Размер шрифта
-
+

Женская верность - стр. 25

На следующий день в таком же товарном вагоне, что и Тихон, Иван и Леонид отправились на фронт.

А через неделю получила Устинья два письма от мужа. Письма пришли одно за другим. Первое Тихон отправил с какой-то станции, пока добирался до места назначения, а второе уже из части по месту прибытия.

–Теперь бы Ванюшка весточку черканул, – мечтала вслух Устинья.

– Дело военное, не на танцульках, знать возможности нет, – как мог успокаивал мать Илюшка.

Наконец почтальон принёс сразу два письма!!!

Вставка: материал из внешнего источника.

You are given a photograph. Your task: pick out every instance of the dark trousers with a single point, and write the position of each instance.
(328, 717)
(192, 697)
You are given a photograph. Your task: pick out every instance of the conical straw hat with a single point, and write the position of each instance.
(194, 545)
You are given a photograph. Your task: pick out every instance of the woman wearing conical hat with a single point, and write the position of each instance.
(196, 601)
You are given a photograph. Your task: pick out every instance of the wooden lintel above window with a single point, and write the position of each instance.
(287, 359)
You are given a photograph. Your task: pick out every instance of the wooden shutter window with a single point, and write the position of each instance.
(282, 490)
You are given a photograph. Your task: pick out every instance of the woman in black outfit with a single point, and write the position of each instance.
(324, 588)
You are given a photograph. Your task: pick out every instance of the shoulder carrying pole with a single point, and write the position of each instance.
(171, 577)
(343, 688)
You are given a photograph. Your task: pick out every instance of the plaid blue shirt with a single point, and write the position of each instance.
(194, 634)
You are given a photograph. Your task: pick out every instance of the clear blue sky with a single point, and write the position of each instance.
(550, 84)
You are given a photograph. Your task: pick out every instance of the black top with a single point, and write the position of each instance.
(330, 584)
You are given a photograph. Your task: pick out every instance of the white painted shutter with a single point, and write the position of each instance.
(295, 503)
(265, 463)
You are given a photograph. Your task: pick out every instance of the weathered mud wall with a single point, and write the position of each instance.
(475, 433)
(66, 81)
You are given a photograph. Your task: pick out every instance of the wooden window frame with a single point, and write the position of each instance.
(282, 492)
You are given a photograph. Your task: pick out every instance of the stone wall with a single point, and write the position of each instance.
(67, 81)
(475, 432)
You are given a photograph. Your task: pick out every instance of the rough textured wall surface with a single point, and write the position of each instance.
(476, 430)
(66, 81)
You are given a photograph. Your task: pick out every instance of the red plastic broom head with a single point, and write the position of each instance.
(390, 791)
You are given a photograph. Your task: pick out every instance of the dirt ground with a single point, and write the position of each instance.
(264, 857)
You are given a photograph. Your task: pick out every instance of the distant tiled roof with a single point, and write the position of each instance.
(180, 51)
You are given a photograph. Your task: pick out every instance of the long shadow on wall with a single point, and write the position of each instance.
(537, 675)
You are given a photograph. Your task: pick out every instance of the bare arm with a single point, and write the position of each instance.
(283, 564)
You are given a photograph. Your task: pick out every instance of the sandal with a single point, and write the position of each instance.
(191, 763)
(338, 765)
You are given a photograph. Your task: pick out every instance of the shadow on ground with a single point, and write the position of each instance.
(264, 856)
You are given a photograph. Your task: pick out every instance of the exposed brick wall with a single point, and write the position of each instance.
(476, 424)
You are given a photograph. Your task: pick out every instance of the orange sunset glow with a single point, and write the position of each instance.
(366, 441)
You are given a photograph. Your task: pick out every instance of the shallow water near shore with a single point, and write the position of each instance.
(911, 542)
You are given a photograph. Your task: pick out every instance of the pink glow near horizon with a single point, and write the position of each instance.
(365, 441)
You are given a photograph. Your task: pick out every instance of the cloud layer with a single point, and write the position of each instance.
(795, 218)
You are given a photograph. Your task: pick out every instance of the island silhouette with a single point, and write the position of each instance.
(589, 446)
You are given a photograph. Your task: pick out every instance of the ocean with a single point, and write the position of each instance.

–Ах, батюшки! Энто ж надо! Два письма, а я и прочесть не могу! Хучь бы кто из девок быстрее явился! – волновалась Устинья. – Одно, никак от Кулинки. Буквы её рукой выведены, а вот второе уж и не признаю. Должно быть Ванюшкино.

Наконец в дверях показалась Надюшка:

– Никак случилось что?

–Да вот, накось, читай, – и подала дочери два конверта.

И точно, одно письмо было от Акулины. Другое из города Сталино, от Георгия, где он писал, что без толку обивает военкоматовские пороги. У шахтёров бронь, их не призывают. Остаётся одно, «копать» уголёк так, чтобы в нём не было недостатка, а фрицу жарко стало, и чтоб жарился он на том угле.

–Кулинкино-то, Кулинкино – читай, не тяни за душу, – торопила Устинья дочь.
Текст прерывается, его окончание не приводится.